While the downstream effects of IOPP with shared decision-making (i.e., rates of fatal and non-fatal overdose) have yet to be elucidated, the study has significant implications for public health. By prescribing five fewer oxycodone tablets per cesarean delivery, the authors estimate that widespread adoption of the IOPP protocol could keep 5.5 million excess opioid tablets out of U.S. households annually.
So how can we adopt this protocol in the real world? IOPP with shared decision-making needs to be integrated into the postpartum discharge workflow. For example, use of the electronic medical record has been proposed to generate a recommended number of opioid tablets at discharge based on IOPP.9
Importantly, successful implementation requires involvement of all members of the care team. For example, discharge teaching by nursing staff could include an educational component on pain management, as well as informative discussion with the patient to present the MME recommended and determine the number of discharge tablets. Lastly, institutional guidelines must be developed to standardize the IOPP process. Example guidelines are included in Appendix 3 of the study, available online at http://links.lww.com/AOG/D721.
IOPP with shared decision-making is a promising approach to reducing the number of dispensed opioid tablets after cesarean delivery without compromising post-discharge pain control. Future research should prioritize implementation strategies and application of the approach across diverse populations.
Sophie Neuner Weinstein, MD, MPH, is Resident Physician, Department of Obstetrics and Gynecology, Oregon Health and Science University, Portland, OR.
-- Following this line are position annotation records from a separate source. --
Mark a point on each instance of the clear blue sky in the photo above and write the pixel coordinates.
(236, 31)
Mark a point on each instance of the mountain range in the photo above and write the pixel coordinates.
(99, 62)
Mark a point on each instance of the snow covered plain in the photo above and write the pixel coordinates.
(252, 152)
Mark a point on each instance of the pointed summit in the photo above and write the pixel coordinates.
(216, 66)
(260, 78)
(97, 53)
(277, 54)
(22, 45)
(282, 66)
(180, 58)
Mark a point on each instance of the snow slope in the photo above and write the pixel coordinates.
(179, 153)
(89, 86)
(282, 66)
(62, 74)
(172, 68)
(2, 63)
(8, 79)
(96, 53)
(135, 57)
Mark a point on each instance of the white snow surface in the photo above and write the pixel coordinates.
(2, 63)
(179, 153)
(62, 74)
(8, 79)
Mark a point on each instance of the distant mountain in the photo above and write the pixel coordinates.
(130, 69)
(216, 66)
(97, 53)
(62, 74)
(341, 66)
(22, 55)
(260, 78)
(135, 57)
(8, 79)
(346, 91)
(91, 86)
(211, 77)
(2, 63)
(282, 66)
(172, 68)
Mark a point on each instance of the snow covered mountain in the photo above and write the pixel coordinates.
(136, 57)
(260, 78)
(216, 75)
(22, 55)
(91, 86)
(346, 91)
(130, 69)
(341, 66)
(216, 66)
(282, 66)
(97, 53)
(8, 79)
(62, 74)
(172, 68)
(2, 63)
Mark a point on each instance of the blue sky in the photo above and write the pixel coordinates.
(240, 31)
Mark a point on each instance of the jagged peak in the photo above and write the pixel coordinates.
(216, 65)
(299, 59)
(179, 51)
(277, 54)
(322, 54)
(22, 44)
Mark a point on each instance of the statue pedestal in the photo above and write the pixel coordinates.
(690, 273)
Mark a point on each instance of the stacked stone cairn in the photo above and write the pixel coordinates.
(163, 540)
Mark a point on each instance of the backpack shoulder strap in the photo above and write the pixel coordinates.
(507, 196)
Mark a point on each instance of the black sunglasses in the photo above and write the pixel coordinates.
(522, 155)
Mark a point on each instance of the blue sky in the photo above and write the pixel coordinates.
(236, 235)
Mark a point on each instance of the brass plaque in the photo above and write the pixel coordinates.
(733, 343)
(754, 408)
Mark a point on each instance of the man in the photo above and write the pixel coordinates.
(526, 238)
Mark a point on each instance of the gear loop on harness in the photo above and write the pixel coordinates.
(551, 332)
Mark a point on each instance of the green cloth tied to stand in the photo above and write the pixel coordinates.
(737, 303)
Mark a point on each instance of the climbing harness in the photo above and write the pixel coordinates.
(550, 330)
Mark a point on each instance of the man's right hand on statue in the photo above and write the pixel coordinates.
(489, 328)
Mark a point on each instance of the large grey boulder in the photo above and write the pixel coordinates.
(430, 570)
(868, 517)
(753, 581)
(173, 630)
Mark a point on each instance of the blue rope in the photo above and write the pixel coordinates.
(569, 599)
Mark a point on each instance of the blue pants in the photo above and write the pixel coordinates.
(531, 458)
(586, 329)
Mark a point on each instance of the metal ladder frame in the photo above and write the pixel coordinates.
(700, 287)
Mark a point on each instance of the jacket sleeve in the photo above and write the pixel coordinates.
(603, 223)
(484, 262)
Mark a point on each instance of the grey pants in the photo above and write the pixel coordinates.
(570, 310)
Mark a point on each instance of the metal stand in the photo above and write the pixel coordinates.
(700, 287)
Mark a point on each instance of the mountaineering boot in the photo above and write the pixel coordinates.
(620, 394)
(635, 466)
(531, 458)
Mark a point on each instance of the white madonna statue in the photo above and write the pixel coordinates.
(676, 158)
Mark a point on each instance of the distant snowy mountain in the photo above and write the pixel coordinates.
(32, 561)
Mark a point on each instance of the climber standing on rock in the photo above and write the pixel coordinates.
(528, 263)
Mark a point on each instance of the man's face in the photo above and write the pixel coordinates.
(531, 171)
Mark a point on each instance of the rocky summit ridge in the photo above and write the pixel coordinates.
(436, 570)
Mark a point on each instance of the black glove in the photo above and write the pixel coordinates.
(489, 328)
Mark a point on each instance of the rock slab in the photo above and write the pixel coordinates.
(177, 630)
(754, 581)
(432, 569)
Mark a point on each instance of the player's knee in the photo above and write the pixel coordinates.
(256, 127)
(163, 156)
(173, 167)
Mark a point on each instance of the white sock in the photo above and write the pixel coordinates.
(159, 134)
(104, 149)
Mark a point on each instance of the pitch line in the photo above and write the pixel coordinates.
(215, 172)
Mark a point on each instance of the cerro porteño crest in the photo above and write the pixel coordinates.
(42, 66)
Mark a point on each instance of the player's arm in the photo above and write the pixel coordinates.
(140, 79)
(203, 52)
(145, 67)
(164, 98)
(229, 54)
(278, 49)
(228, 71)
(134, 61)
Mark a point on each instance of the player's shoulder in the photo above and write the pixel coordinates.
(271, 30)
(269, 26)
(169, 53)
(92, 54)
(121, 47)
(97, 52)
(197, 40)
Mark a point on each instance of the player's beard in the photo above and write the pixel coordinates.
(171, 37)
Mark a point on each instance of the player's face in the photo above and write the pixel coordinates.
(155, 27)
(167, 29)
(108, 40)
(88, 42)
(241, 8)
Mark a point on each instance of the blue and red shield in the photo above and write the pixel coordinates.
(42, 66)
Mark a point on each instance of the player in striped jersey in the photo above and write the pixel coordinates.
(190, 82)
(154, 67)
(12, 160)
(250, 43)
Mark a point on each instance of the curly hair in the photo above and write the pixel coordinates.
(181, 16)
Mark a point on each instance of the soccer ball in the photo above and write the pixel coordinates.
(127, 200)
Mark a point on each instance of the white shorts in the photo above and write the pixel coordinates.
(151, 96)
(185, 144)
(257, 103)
Lisa Bayer, MD, MPH, is Associate Professor, Department of Obstetrics and Gynecology, Oregon Health and Science University, Portland, OR.
References
1. Sung S, Mikes BA, Mahdy H. Cesarean Section. StatPearls. Updated Oct. 5, 2024. StatPearls Publishing; 2024. https://www.ncbi.nlm.nih.gov/books/NBK546707/
2. Osmundson SS, Schornack LA, Grasch JL, et al. Postdischarge opioid use after cesarean delivery. Obstet Gynecol. 2017;130(1):36-41.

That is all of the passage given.